4. Using the indexer from commandline
=====================================
It is possible to spider webpages from the command line, using the syntax:
php spider.php <options>
where <options> are
-all Reindex everything in the database
-u <url> Set the url to index
-f Set indexing depth to full (unlimited depth)
-d <num> Set indexing depth to <num>
-l Allow spider to leave the initial domain
-r Set spider to reindex a site
-m <string> Set the string(s) that an url must include (use \n as a
delimiter between multiple strings)
-n <string> Set the string(s) that an url must not include (use \n as a
delimiter between multiple strings)
For example, for spidering and indexing http://www.domain.com/test.html to
depth 2, use
php spider.php -u http://www.domain.com/test.html -d 2
If you want to reindex the same url, use
php spider.php -u http://www.domain.com/test.html -r
5. Keeping pages from being indexed
===================================
* Robots.txt
The most common way to prevent pages from being indexed is using the
robots.txt standard, by either putting a robots.txt file into the root
directory of the server, or adding the necessary meta tags into the page
headers (for more information on how to do this, see here).
* Must include / must not include string list
A powerful option Sphider supports is defining a must include / must not
include string list for a site (click on Advanced options in Index screen
for this). Any url containing a string in the 'must not include' list is
ignored. Any url that does not contain any string in the 'must include'
list is likewise ignored.
All strings in the string list should be separated by a newline (enter). For
example, to prevent a forum in your site from being indexed, you might add
www.yoursite.com/forum to the "must not include" list. This means that all
URLs containing the string will be ignored and wont be indexed. Using Perl
style regular expressions instead of literal strings is also supported.

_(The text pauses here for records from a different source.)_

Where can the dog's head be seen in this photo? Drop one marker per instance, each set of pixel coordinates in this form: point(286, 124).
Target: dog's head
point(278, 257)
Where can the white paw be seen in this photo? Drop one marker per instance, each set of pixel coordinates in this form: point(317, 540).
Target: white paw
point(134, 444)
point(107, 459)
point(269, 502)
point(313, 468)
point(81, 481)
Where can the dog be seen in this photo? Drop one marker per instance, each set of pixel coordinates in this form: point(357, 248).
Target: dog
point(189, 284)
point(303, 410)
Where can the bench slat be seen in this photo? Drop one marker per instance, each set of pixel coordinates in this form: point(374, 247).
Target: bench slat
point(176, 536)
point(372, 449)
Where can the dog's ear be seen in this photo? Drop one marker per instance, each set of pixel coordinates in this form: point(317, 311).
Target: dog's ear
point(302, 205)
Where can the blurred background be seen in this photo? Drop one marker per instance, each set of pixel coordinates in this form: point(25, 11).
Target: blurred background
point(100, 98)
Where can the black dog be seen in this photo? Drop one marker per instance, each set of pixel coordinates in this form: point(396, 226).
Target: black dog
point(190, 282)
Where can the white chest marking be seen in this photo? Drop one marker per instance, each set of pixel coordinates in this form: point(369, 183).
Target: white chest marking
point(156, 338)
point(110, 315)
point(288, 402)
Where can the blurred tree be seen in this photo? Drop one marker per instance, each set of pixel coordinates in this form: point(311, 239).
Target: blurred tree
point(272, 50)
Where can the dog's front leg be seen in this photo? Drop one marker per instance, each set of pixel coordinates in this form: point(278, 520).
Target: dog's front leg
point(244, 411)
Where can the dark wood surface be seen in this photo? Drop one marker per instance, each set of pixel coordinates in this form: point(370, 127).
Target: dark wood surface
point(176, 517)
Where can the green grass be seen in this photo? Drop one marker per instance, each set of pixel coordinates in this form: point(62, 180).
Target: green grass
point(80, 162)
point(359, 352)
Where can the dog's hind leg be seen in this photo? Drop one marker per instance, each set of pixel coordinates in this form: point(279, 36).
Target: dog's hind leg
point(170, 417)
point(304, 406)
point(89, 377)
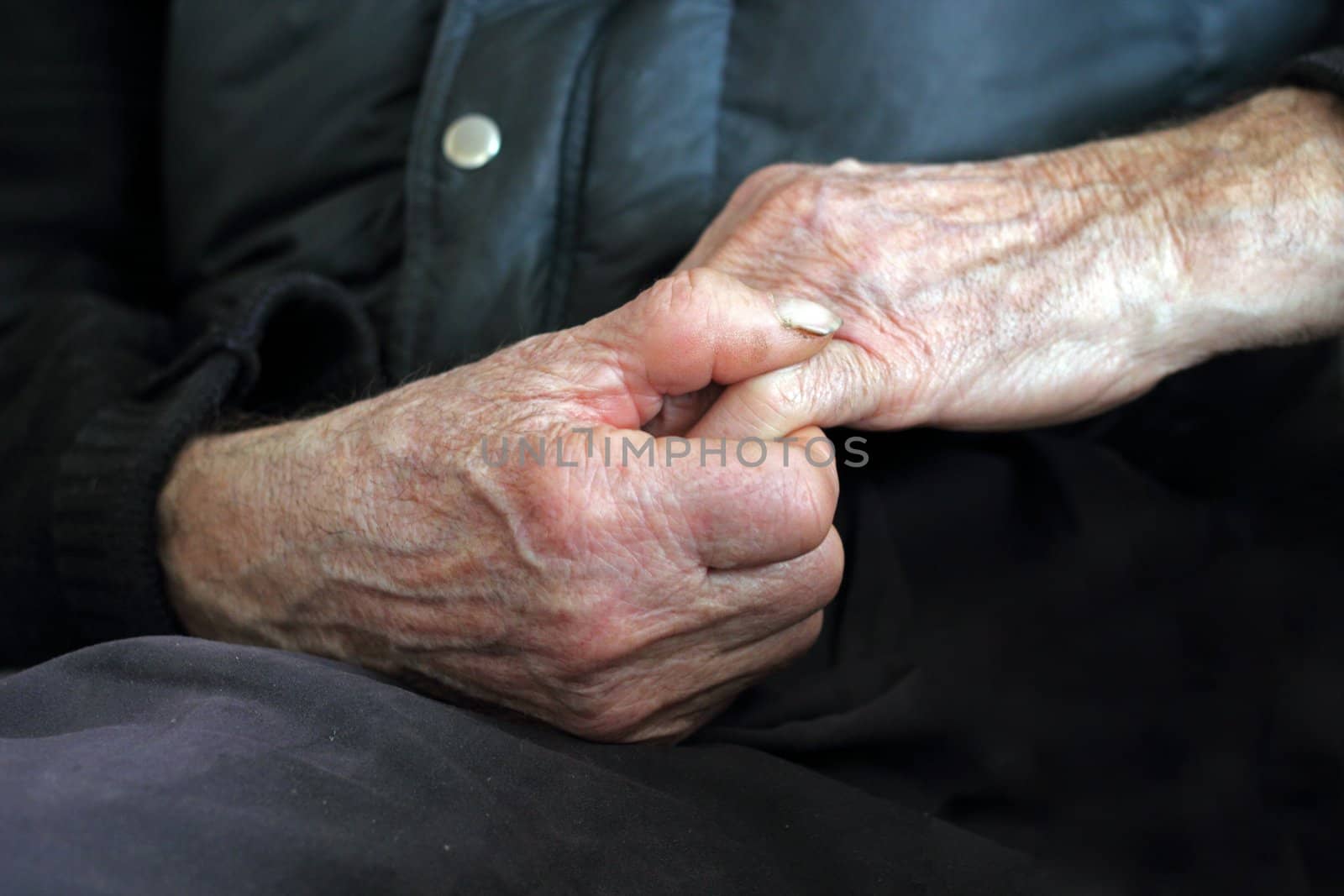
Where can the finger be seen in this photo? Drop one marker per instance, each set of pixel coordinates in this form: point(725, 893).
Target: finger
point(776, 595)
point(837, 387)
point(680, 718)
point(702, 327)
point(680, 412)
point(737, 504)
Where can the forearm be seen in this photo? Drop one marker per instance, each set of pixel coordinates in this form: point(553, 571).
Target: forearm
point(1247, 208)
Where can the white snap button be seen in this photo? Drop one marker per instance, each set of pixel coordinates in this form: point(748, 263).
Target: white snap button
point(470, 141)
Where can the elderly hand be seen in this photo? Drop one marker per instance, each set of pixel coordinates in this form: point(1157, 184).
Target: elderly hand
point(620, 600)
point(1046, 288)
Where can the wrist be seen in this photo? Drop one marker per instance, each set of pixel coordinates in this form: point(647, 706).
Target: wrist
point(1249, 203)
point(222, 519)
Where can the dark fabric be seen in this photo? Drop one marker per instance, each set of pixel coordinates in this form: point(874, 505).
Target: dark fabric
point(1324, 69)
point(1113, 645)
point(181, 766)
point(167, 163)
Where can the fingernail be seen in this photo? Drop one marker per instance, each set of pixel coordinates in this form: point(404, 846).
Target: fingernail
point(799, 313)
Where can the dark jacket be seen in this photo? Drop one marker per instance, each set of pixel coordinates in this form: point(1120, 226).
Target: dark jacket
point(225, 207)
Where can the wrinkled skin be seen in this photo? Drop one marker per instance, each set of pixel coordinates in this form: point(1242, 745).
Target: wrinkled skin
point(631, 604)
point(618, 602)
point(1038, 289)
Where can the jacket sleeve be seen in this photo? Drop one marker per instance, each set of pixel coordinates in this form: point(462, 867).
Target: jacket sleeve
point(104, 375)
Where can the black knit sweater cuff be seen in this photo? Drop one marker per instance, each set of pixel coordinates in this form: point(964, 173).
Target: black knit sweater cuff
point(1323, 69)
point(105, 521)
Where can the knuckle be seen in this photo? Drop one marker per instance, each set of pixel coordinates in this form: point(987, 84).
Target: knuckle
point(605, 718)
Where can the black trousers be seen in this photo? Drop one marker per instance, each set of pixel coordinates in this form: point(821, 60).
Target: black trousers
point(1100, 658)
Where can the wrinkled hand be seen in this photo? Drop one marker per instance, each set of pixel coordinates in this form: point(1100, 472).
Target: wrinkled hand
point(617, 600)
point(1038, 289)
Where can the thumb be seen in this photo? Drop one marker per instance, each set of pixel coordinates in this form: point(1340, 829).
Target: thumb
point(701, 327)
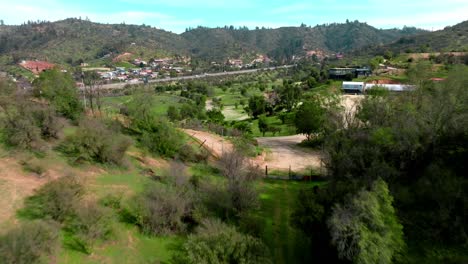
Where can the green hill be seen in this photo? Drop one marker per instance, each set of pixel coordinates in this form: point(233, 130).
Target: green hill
point(453, 38)
point(75, 40)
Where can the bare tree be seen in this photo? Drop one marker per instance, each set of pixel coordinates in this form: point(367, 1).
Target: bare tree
point(93, 90)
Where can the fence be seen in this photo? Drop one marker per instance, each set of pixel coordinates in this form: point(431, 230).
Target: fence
point(311, 175)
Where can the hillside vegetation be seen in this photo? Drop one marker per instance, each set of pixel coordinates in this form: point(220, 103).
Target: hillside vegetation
point(75, 40)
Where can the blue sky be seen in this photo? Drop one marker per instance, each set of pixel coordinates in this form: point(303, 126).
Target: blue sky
point(176, 15)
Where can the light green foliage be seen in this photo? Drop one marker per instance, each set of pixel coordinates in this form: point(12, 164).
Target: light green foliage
point(161, 209)
point(262, 124)
point(55, 200)
point(310, 117)
point(257, 105)
point(90, 223)
point(29, 243)
point(366, 228)
point(289, 94)
point(218, 243)
point(155, 134)
point(59, 88)
point(93, 141)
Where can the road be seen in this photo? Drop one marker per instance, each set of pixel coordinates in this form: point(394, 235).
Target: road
point(282, 152)
point(183, 78)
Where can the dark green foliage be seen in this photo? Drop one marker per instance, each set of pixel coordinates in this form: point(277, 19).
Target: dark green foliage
point(94, 141)
point(216, 242)
point(416, 143)
point(30, 242)
point(366, 229)
point(257, 105)
point(90, 223)
point(215, 115)
point(263, 124)
point(450, 39)
point(173, 113)
point(309, 118)
point(26, 124)
point(289, 94)
point(55, 200)
point(155, 134)
point(163, 209)
point(60, 90)
point(162, 139)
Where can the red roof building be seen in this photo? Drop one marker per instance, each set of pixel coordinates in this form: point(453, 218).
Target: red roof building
point(37, 67)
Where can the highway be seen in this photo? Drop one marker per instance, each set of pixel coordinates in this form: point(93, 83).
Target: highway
point(192, 77)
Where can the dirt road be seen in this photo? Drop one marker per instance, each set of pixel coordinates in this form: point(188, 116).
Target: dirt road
point(284, 152)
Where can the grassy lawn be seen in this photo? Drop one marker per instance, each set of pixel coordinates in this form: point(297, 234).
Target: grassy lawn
point(128, 246)
point(161, 103)
point(287, 245)
point(286, 130)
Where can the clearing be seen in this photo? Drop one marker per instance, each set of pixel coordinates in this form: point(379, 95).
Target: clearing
point(282, 151)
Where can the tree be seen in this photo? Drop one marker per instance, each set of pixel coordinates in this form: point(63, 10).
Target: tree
point(310, 117)
point(263, 124)
point(163, 209)
point(217, 243)
point(55, 200)
point(215, 115)
point(94, 141)
point(60, 89)
point(30, 242)
point(26, 123)
point(366, 228)
point(289, 95)
point(173, 113)
point(92, 88)
point(257, 105)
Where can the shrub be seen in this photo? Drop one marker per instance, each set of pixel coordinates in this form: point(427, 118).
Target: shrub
point(162, 209)
point(29, 243)
point(33, 165)
point(93, 141)
point(55, 200)
point(216, 242)
point(91, 223)
point(59, 88)
point(162, 139)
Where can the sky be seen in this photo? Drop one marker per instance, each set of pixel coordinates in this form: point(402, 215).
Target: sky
point(177, 15)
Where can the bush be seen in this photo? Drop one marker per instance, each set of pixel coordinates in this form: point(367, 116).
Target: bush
point(33, 165)
point(91, 223)
point(162, 139)
point(216, 242)
point(162, 209)
point(29, 243)
point(55, 200)
point(60, 89)
point(93, 141)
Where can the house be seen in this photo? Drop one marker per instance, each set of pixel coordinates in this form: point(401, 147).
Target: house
point(36, 67)
point(353, 87)
point(361, 87)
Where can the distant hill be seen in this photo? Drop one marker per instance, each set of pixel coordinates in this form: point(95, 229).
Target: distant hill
point(453, 38)
point(75, 40)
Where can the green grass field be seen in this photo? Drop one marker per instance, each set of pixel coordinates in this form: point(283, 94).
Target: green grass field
point(287, 245)
point(161, 103)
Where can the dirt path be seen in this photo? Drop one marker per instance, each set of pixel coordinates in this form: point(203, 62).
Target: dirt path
point(15, 185)
point(284, 152)
point(212, 142)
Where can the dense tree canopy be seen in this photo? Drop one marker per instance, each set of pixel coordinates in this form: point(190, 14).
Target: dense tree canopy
point(60, 89)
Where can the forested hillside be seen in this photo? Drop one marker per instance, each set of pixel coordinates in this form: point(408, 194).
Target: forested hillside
point(73, 40)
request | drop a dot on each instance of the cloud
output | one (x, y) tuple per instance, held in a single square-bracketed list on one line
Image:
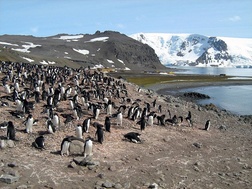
[(234, 18), (34, 29), (120, 26)]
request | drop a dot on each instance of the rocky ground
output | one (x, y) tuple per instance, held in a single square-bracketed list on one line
[(168, 156)]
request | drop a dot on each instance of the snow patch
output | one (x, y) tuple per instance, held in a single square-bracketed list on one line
[(5, 43), (26, 47), (28, 59), (84, 52), (110, 61), (47, 62), (70, 38), (121, 61), (182, 49), (98, 66), (101, 39)]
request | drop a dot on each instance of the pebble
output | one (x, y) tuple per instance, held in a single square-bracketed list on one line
[(9, 179)]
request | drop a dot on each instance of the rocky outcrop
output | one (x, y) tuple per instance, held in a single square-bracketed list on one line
[(108, 49)]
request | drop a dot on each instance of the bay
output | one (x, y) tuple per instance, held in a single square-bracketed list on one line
[(234, 98)]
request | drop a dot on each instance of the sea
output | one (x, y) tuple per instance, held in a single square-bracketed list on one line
[(236, 99)]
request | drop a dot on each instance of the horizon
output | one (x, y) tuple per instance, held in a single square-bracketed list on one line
[(223, 18)]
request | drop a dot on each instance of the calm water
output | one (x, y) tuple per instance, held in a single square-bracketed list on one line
[(236, 99), (241, 72)]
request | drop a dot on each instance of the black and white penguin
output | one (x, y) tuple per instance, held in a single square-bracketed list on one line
[(11, 131), (107, 124), (207, 125), (65, 144), (29, 123), (180, 120), (99, 132), (39, 142), (109, 107), (133, 137), (78, 131), (189, 118), (56, 120), (50, 126), (119, 118), (96, 112), (86, 125), (161, 120), (88, 147), (142, 123)]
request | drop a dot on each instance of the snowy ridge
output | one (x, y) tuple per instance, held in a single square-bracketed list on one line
[(199, 50)]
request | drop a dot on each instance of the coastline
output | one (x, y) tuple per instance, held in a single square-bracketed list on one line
[(166, 88)]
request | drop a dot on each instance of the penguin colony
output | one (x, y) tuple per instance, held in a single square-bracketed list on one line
[(84, 102)]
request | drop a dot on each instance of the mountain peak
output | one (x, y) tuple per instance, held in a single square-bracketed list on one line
[(198, 50)]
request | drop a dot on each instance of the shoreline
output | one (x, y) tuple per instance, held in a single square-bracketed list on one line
[(166, 88), (173, 89)]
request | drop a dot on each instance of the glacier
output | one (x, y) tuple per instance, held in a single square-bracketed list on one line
[(198, 50)]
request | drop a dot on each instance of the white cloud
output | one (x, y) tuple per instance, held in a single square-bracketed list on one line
[(120, 26), (234, 18), (34, 29)]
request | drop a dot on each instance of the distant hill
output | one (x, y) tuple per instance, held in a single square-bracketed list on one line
[(199, 50), (107, 49)]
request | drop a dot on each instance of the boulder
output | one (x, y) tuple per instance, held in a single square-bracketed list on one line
[(76, 147)]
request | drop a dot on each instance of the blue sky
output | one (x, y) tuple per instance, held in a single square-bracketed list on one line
[(226, 18)]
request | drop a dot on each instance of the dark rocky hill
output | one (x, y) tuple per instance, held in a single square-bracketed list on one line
[(107, 49)]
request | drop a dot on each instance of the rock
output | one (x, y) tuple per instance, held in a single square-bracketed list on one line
[(72, 164), (2, 144), (112, 168), (78, 160), (22, 186), (118, 186), (127, 185), (9, 179), (195, 95), (76, 148), (10, 143), (153, 186), (198, 145), (223, 127), (107, 184)]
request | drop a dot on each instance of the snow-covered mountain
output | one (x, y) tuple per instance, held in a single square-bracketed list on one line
[(199, 50)]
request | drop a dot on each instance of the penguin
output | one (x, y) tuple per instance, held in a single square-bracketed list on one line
[(56, 120), (180, 120), (96, 112), (189, 116), (142, 123), (119, 118), (133, 137), (10, 131), (50, 126), (150, 119), (161, 120), (39, 142), (71, 104), (88, 147), (65, 144), (29, 123), (78, 131), (76, 113), (207, 125), (107, 124), (109, 108), (86, 125), (4, 125), (99, 132)]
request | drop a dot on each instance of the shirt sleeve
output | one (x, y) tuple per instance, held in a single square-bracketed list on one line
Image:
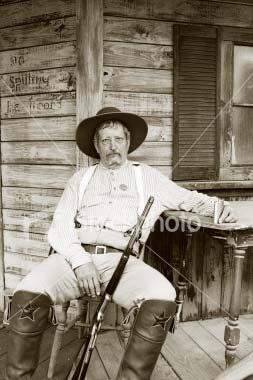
[(62, 235), (175, 197)]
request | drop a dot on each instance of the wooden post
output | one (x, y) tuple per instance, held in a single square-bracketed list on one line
[(89, 88), (232, 330), (181, 286), (2, 282)]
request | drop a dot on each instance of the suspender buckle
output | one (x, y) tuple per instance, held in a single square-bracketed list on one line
[(100, 249)]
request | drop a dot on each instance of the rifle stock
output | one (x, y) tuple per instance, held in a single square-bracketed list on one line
[(80, 366)]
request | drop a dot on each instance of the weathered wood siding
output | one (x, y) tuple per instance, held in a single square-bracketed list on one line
[(38, 58), (38, 121)]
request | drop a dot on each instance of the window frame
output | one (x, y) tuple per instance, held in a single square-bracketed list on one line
[(230, 37)]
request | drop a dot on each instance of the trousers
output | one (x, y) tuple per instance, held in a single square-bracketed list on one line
[(55, 278)]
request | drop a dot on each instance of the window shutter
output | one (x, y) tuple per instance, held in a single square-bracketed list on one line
[(195, 104)]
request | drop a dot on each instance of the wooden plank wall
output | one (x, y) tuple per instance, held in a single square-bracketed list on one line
[(38, 117), (38, 121), (138, 60), (138, 77)]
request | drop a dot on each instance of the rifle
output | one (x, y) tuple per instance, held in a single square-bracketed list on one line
[(80, 366)]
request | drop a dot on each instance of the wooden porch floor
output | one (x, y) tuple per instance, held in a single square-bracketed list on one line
[(194, 352)]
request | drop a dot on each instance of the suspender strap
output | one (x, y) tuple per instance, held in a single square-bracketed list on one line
[(138, 178), (84, 183), (139, 185)]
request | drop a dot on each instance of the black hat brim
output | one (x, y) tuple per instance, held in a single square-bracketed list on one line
[(86, 129)]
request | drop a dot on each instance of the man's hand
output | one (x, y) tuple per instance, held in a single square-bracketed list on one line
[(228, 215), (88, 279)]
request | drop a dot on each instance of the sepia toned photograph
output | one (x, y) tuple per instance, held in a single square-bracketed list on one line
[(126, 189)]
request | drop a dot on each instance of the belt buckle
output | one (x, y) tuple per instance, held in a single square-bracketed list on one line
[(101, 248)]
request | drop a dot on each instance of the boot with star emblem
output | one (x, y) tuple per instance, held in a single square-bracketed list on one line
[(28, 319), (154, 319)]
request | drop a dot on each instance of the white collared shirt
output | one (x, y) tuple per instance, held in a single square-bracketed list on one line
[(109, 209)]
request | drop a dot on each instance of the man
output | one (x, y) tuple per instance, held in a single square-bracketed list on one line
[(99, 207)]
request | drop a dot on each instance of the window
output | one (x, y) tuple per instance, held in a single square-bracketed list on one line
[(213, 103), (236, 135)]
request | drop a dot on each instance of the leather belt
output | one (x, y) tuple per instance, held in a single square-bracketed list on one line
[(99, 249)]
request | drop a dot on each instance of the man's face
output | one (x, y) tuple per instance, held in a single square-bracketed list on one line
[(112, 146)]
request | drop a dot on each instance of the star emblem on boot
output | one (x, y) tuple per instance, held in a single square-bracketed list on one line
[(161, 321), (27, 312)]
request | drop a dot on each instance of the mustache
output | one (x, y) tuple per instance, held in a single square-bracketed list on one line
[(113, 154)]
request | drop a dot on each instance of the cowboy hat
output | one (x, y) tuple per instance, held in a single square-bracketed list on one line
[(86, 129)]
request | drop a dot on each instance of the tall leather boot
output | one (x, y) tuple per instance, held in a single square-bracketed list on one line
[(28, 319), (154, 319)]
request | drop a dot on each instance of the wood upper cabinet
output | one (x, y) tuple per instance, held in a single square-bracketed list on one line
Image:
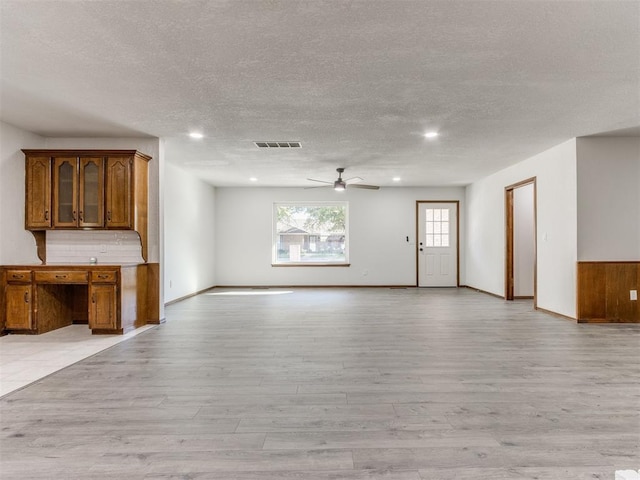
[(119, 195), (38, 192), (91, 194), (78, 192), (102, 189)]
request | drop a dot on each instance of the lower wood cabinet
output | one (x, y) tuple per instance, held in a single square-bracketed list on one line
[(18, 306), (111, 299), (103, 307)]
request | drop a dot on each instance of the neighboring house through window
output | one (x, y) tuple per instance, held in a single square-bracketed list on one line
[(310, 233)]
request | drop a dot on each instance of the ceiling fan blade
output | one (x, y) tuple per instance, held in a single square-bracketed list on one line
[(351, 180), (321, 181)]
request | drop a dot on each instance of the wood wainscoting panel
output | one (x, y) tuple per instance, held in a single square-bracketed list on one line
[(603, 294)]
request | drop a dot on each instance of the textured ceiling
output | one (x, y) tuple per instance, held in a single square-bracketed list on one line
[(357, 82)]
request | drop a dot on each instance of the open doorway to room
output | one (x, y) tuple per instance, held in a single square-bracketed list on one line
[(521, 248)]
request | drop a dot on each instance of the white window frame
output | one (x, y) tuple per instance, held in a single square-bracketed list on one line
[(274, 239)]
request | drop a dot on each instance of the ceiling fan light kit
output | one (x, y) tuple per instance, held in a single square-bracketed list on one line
[(340, 185)]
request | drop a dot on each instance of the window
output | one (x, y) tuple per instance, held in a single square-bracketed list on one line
[(437, 227), (310, 233)]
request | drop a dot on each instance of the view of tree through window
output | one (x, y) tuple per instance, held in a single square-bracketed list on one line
[(310, 233)]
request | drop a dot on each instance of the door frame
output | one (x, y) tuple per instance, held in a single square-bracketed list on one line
[(457, 202), (509, 250)]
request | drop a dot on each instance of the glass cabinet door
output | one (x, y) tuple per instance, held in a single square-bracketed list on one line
[(91, 192), (65, 192)]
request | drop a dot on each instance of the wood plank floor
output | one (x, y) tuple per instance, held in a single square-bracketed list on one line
[(342, 384)]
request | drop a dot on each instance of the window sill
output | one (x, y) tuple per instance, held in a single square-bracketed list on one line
[(318, 264)]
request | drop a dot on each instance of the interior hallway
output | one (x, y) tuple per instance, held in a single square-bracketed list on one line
[(338, 384)]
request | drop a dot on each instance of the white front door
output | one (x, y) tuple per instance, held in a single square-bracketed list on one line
[(437, 244)]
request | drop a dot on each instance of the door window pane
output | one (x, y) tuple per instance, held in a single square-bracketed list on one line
[(437, 227)]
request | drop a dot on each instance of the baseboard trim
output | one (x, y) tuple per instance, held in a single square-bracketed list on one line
[(556, 314), (171, 302), (265, 287), (595, 321), (479, 290)]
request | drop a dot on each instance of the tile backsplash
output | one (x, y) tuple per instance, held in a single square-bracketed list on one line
[(108, 246)]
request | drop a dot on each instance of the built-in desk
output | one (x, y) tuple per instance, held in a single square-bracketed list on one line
[(39, 298)]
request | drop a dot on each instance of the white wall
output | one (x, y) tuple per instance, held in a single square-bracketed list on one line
[(379, 222), (555, 170), (189, 224), (17, 245), (523, 241), (608, 198)]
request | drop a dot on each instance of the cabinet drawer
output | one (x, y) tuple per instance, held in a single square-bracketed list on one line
[(61, 276), (103, 276), (19, 276)]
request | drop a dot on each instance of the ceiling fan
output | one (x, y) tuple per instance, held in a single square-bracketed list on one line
[(340, 184)]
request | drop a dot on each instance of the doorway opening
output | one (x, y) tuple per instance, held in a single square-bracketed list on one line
[(437, 246), (521, 278)]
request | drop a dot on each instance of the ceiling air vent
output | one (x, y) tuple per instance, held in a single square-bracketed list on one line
[(278, 144)]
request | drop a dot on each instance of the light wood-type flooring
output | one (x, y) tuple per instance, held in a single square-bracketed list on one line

Every string starting with a '*' in front is considered as a regular
expression, so that '*/[a]+/' denotes a string with one or more a's in it.
* Ignoring links
Sphider respect rel="nofollow" attribute in <a href..> tags, so for example
the link foo.html in <a href="foo.html" rel="nofollow> is ignored.
* Ignoring parts of a page
Sphider includes an option to exclude parts of pages from being indexed.
This can for example be used to prevent search result flooding when certain
keywords appear on certain part in most pages (like a header, footer or a
menu). Any part of a page between
<!--sphider_noindex-->
and
<!--/sphider_noindex-->
tags is not indexed, however links in it are followed.